Anitha (name changed) thought the whole domestic violence story came to an end once she met someone really special but only to find herself victimization in another abusive relationship. This is her story:
I met my husband 18 years ago. He seemed a nice easy-going polite man, until I got married to him and moved with him to NZ. I began to see and feel the other side of him.
He started giving me a feeling that I was good for nothing. I wasn’t working then so he always made me feel that I was a burden to him. I was so far off from my family and he was the only one I knew here.I felt neglected and sad. He always believed that his thoughts were the truth and my beliefs are fantasy. I never understood what the reason for this sudden change in his behaviour. He criticized me for not being happy and doing what I want to do saying that it is my new addiction. He always suspected me to have an affair with men.

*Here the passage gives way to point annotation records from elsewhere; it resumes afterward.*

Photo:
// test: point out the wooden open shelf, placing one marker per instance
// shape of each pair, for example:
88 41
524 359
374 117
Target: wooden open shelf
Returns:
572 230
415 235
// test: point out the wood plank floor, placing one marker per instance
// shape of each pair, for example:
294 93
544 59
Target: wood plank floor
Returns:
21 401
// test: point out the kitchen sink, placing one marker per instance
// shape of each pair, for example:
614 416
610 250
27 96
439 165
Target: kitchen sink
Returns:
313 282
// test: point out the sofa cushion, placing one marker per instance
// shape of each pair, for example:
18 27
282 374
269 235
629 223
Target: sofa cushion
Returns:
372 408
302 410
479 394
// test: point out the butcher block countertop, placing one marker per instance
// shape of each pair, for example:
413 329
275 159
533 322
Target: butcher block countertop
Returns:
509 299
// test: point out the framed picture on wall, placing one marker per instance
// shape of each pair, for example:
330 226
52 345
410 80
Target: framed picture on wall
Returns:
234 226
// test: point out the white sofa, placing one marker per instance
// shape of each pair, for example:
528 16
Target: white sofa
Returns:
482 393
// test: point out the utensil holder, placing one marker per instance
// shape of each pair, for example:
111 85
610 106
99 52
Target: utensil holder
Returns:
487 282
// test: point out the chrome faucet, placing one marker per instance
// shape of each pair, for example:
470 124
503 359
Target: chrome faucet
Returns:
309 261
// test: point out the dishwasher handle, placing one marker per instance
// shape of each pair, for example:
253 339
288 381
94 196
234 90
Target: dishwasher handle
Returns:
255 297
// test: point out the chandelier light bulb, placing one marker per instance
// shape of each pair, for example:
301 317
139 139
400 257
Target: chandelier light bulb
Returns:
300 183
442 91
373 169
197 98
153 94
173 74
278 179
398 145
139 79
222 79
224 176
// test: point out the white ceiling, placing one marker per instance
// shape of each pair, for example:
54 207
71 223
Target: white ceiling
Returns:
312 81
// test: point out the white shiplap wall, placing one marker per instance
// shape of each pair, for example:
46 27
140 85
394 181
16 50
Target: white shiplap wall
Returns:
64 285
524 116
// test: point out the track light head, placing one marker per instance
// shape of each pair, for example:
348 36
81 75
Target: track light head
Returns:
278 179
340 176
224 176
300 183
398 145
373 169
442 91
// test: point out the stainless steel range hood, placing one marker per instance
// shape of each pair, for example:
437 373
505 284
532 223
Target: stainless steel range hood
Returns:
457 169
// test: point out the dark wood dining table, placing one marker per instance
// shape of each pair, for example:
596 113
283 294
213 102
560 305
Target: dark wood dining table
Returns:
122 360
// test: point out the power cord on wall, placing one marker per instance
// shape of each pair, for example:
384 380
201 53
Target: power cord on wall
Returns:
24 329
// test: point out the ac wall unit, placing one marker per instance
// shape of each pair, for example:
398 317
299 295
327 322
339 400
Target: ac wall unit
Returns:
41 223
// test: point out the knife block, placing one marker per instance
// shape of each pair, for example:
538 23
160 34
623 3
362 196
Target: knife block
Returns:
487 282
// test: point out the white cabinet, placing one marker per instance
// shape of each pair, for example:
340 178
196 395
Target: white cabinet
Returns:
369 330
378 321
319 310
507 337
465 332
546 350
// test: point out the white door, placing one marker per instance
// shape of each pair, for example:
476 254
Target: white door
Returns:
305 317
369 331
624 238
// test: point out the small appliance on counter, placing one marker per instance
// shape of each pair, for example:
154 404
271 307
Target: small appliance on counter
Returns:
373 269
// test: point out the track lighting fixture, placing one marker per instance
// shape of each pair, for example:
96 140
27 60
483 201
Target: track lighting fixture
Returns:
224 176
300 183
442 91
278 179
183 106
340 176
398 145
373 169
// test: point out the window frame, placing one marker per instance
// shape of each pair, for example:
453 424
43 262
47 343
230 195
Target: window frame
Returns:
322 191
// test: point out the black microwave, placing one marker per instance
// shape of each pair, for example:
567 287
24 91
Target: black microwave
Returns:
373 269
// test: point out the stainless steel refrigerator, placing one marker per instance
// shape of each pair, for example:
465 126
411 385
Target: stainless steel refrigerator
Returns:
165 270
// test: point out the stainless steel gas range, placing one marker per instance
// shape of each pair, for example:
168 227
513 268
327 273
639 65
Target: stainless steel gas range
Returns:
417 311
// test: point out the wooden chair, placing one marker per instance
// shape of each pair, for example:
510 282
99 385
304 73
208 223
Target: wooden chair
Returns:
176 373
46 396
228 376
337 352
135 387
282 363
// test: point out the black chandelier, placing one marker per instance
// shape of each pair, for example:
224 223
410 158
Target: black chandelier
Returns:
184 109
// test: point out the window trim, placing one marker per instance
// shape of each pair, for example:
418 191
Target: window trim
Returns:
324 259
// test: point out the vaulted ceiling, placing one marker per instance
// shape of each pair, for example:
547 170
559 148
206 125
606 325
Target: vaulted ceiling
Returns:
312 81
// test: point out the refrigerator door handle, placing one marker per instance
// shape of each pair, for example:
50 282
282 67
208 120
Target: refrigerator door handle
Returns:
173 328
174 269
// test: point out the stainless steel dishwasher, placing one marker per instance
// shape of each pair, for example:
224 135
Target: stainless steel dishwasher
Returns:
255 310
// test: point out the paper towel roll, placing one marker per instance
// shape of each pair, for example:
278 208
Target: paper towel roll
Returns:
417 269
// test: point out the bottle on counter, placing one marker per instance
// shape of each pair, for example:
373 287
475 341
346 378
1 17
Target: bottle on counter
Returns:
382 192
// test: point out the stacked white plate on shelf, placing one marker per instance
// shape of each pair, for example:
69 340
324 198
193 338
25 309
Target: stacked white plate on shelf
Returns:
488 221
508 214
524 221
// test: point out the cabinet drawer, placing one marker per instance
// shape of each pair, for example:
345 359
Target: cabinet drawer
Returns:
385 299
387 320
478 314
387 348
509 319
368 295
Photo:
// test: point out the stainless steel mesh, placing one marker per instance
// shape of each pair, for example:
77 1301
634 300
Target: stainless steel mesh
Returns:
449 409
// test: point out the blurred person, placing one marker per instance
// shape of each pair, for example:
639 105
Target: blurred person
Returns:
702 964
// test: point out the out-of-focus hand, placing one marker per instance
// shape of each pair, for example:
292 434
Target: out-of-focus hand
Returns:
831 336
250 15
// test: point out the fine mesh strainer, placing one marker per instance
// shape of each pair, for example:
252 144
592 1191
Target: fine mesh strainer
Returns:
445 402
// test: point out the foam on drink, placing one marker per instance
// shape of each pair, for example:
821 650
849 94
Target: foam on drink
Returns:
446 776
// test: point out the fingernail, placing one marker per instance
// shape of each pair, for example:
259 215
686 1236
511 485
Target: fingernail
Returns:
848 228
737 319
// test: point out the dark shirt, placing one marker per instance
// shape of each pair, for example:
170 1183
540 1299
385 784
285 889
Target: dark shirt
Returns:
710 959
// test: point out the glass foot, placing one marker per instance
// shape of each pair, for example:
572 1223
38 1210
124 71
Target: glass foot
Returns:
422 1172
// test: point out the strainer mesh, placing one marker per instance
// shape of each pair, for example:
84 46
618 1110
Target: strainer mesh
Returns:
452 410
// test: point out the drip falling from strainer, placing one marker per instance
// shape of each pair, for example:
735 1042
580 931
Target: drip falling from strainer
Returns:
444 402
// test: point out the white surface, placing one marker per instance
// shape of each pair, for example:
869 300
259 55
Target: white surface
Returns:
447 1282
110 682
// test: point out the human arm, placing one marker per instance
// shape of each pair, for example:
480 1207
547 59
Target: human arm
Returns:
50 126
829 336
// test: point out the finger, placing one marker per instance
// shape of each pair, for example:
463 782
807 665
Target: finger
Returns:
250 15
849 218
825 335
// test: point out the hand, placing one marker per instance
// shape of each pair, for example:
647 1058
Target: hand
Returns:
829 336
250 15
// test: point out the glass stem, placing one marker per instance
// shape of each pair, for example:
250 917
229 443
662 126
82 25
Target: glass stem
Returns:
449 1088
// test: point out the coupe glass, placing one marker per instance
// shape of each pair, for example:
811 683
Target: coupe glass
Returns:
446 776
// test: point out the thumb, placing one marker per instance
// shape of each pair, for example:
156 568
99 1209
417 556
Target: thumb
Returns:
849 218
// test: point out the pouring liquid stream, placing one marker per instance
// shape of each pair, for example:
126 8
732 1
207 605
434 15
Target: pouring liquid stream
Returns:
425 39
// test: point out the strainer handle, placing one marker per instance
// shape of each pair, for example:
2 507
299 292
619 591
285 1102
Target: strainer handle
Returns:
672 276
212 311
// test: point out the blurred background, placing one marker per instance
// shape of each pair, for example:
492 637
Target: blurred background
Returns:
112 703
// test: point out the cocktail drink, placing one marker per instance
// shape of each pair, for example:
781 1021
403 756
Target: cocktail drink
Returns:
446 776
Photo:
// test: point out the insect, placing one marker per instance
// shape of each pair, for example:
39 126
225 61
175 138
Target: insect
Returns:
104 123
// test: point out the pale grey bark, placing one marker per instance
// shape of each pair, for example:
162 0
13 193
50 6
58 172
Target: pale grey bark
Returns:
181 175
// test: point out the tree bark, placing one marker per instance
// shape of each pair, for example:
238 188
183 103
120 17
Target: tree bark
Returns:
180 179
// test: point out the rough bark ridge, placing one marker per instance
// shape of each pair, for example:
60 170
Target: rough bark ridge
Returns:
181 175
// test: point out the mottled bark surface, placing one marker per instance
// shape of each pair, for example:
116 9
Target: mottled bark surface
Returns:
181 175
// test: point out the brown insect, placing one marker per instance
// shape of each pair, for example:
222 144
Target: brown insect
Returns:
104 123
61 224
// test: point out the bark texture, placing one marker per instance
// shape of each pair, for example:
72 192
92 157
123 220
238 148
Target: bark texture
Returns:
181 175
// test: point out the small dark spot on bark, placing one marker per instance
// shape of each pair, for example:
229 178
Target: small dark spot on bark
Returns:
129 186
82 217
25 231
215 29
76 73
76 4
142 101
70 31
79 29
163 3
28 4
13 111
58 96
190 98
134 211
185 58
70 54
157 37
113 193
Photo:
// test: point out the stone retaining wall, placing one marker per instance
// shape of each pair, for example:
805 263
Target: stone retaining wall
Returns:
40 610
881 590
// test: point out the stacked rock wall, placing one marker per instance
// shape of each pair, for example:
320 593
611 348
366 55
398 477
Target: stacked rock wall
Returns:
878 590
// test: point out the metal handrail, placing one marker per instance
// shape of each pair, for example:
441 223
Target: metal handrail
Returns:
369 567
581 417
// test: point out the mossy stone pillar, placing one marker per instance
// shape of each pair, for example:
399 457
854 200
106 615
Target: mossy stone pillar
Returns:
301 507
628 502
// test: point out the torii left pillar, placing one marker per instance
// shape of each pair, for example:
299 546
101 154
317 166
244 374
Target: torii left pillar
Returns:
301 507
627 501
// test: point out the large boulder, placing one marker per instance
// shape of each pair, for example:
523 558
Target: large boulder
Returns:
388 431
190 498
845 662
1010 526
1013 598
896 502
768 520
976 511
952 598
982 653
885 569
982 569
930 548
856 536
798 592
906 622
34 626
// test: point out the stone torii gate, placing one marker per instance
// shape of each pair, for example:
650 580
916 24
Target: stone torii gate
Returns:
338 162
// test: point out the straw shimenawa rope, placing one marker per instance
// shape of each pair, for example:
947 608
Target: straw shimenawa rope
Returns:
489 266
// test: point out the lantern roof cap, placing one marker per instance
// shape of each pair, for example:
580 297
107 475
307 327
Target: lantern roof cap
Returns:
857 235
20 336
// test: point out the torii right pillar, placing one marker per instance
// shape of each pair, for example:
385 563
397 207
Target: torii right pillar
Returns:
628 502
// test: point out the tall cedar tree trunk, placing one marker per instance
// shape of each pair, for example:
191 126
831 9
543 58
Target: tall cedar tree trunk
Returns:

Few years passed, I decided to take up some work to support him and thought it will be good to contribute. After lot of convincing I was allowed to work. While working, I met someone who seem to be kind and friendly to me. There was nothing between us initially just mutual respect and friendship. After all those years of torture at home, I used to feel relaxed and peace with him. I began to trust him and shared about my husband and relationships. Suddenly, one day when I went to work, I was told that he left his job. I tried calling him but he didn’t pick my calls. He disappeared and there was no contact. I didn’t know what to do. I was unable to understand what has happened. A month later, he emailed my husband with some photographs of us together and began to harass me. I was unable to understand why was he doing that? I got to know that he was already married with a daughter. I was shattered and felt more like ending my own life. I couldn’t understand why he was doing it and why was he so nice to me earlier? Just to have a physical relation with me? My husband was furious and the beatings came thick and fast and the sexual abuse came with it: walking sticks, pens and other items put into me because I deserved it. The domestic violence continued for years, the reason he used was that I'd been unfaithful - it was his ideal excuse for his behaviour, he made me feel so bad about myself and for hurting him, that I believed, I deserved that kind of treatment - I was at one of my lowest points in my life. read more
Days and years went on and eventually, after 18 years, I broke the silence and informed my family. With their encouragement, I summoned up the courage to seek help. By that time, I had reached my breaking point and decided that enough was enough, so, when I was presented with the opportunity to escape from him once and for all, I fled. With strong support of RoopaAurAap Team and my family it was made possible. They organised me to stay in a refuge. Two years have already passed and I feel I am a new person with self-confidence. I don’t know if true love exist or do I deserve a true love but I am scared to be in relationship for sure. I didn’t have to suffer for 18 years if I had taken a move earlier.♦ My Advice:
I know that although it takes a lot of strength to either leave or get help, and most women think they don't have it, all they have to do is look for the strength and it will be there. I did and I am much better off now. I feel I am reborn after 18 years. The world is a brighter and happier place for me, so take heart and leave the violence and abuse, take as much time as you need to regain yourself, your soul, self-esteem and confidence and you will come through a better and happier person.